I risultati di queste misurazioni sono visualizzati nella figura 2. Il grafico illustra chiaramente come l’inquinamento luminoso diminuisca all’aumentare della distanza dal centro abitato. L’asse orizzontale indica la distanza, mentre l’asse verticale rappresenta la magnitudine, che quantifica la perdita di visibilità stellare. Questi dati confermarono l’efficacia del modello di Treanor, dimostrando che l’inquinamento luminoso può essere misurato e analizzato in relazione alla distanza da una sorgente luminosa.
Ulteriori osservazioni sono state condotte a Castel Gandolfo, a Toppo di Castelgrande (sito di test per i gruppi di prospezione del Grande Telescopio Britannico e Italiano), sull’Isola di Ponza e nella campagna a sud di Lecce. Le osservazioni condotte nelle vicinanze di Roma, L’Aquila e Teramo hanno confermato che la legge empirica si adatta efficacemente ai dati. L’intensità della luce artificiale nel cielo, misurata rispetto al cielo naturale, è stata tracciata in funzione della distanza in chilometri. Si è notato che, oltre una certa distanza, l’intensità artificiale non cambiava più, permettendo di stabilire un punto zero locale per i contributi di inquinamento luminoso.

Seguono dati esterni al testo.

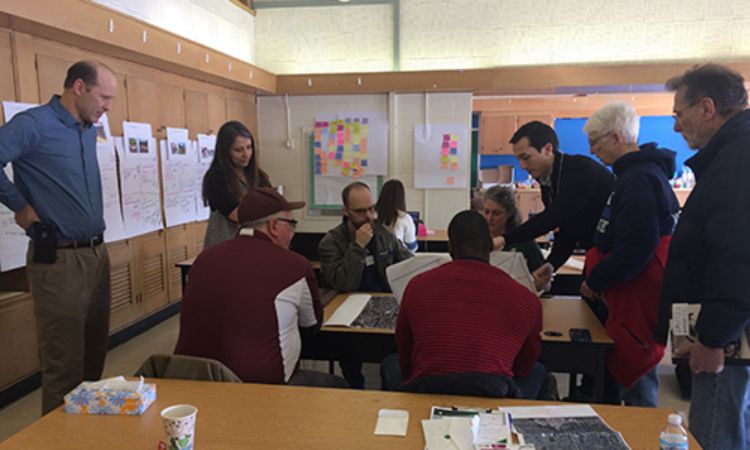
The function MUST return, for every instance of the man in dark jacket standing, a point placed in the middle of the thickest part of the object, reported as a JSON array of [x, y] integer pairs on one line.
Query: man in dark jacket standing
[[626, 265], [574, 191], [709, 259]]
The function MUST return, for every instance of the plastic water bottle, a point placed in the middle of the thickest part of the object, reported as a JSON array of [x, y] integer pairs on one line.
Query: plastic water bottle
[[674, 437]]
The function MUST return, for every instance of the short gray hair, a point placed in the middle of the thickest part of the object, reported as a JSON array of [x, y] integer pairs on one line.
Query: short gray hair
[[616, 116]]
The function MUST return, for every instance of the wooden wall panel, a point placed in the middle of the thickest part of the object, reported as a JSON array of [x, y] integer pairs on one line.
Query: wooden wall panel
[[7, 81]]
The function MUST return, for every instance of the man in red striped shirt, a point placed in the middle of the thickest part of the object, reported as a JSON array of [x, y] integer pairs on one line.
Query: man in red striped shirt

Figura 2 – Grafico dei risultati delle misurazioni dell’inquinamento luminoso nelle città di Roma, L’Aquila e Teramo. L’asse orizzontale indica la distanza dal centro abitato, mentre l’asse verticale mostra il valore della magnitudine, quantificando la perdita di magnitudine in base alla distanza dal centro città.
Per confrontare questi risultati con la legge empirica, è stato necessario considerare la popolazione delle città e le differenze nel loro sviluppo economico. Un fattore di scala basato sulla sola popolazione ha permesso di allineare i dati di Roma e L’Aquila su una curva comune. I valori per Teramo sono risultati inferiori a questa curva di circa il 23%, una differenza che riflette il suo minore sviluppo, un aspetto confermato da dati statistici. I risultati combinati, normalizzati per 100.000 abitanti, hanno mostrato un’ottima corrispondenza con la legge empirica di riferimento, grazie a un’adeguata calibrazione delle costanti. Ulteriori analisi e l’applicazione di formule successive hanno permesso di chiarire alcuni aspetti fondamentali:
Il modello mostra che a grandi distanze, la diffusione della luce nell’atmosfera è il meccanismo principale di propagazione.
Il modello non è preciso a distanze molto ravvicinate dalle città, dove l’approssimazione non è pienamente valida. Questo difetto è stato corretto assegnando una distanza minima di 5 km ai siti di osservazione che si trovano più vicini.
È emerso che il fattore di sviluppo economico è un parametro importante. Per l’Italia, si è trovata una correlazione con il numero di telefoni per abitante, che ha permesso di stimare questo fattore per le varie città, offrendo un metodo oggettivo per tenere conto delle differenze di sviluppo.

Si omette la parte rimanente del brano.